Healing Sexual Wounds

I have decided to write about a very important but unpopular topic – the healing of our sexual wounds. I am struck by the number of people who want to study tantra as a shortcut to ecstasy, as though tantra were a New Age formula for better sex. The truth is that we cannot experience bliss in our bodies without an awareness of where we are wounded, and one of the primary purposes of tantra is to heal those wounds.

Because of the sexual taboos instilled in us by our society, most of us have been exposed to the misuse of sexual energy in one form or another and carry unconscious wounds that prohibit the loving expression of our sexuality. Those wounds cause us to either repress our sexual energy or use it as a drug to dull emotional pain. This hurts the body and prevents us from experiencing the bliss of sexual union based on heart-to-heart connection.
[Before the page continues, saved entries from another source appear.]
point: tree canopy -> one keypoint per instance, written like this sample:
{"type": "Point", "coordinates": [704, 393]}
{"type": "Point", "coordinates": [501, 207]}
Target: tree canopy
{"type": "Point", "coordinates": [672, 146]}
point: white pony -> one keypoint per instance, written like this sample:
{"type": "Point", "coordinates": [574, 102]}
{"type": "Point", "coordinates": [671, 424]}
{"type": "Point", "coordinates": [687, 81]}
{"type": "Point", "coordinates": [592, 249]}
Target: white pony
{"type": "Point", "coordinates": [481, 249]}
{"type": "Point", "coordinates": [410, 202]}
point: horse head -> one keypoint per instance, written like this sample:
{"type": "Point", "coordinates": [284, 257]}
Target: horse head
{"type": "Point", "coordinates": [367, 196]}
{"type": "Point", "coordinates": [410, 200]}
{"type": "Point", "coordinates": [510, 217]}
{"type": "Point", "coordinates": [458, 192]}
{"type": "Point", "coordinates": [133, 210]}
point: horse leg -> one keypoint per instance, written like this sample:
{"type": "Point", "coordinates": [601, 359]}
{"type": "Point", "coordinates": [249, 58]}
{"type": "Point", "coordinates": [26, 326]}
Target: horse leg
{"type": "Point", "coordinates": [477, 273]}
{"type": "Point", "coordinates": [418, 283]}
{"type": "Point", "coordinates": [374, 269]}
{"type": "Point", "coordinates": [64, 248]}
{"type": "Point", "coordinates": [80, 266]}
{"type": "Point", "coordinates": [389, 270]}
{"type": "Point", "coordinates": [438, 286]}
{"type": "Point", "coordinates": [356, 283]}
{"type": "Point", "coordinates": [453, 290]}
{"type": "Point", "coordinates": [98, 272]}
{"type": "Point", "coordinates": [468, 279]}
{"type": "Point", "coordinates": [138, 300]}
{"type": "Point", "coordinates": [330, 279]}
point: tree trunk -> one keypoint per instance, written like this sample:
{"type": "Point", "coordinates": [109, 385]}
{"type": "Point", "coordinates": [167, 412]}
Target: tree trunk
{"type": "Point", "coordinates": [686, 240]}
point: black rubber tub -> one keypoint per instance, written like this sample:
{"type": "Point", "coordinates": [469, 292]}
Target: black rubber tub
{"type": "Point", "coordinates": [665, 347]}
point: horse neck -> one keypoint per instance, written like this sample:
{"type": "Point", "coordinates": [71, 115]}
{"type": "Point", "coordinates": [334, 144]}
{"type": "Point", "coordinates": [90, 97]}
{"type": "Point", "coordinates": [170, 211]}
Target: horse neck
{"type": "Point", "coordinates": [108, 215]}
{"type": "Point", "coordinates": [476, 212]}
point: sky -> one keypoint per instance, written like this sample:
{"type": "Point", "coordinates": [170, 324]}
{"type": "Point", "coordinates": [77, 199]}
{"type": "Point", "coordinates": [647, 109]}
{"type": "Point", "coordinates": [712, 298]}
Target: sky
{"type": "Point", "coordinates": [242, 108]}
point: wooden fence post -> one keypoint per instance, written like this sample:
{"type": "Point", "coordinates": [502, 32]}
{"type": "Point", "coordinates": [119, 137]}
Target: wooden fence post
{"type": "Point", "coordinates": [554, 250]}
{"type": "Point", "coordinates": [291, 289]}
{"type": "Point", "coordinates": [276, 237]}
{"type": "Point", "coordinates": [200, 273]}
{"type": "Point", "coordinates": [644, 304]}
The study of tantra involves awareness of how one is utilizing one’s sexual energy so that sex can become a vehicle for spiritual growth. Is sex being used to express love or as a means for control? One tantric practice, for example, involves drawing sexual energy (kundalini) up the spine to clear the nervous system of emotional wounds that block our capacity to feel and express love. It is common to carry these wounds, and it is surprising how few people are aware of them. These wounds appear as:

- fear or anxiety about sex
- poor body image
- inability to feel pleasure or experience orgasm
- emotional or physical pain during genital stimulation
- impotence and/or lack of ejaculatory control
- excessive desire for sexual release
- difficulty expressing sexual/emotional needs
- desire to rush lovemaking
- performance anxiety
- attraction to abusive or insensitive lovers
- promiscuity
- lack of sexual desire
- need for pornography or fetishes for arousal
- emotionally or sexually abusive behavior

Often these wounds are the product of emotional or sexual abuse. Sexual abuse can take a number of different forms, including rape, molestation, inappropriate touching, harassment, and psychic invasion. Abuse can occur at any stage of life and is unfortunately rampant in our society. It can be so insidious that many survivors don’t know they have been abused until later on in life when the wounds become apparent. Psychic sexual abuse is particularly difficult to identify, especially when it comes from one or both of the survivor’s parents.

If you have experienced any of the above symptoms, you would benefit greatly from exploring the source of them so that you can learn to express your sexuality freely and with love.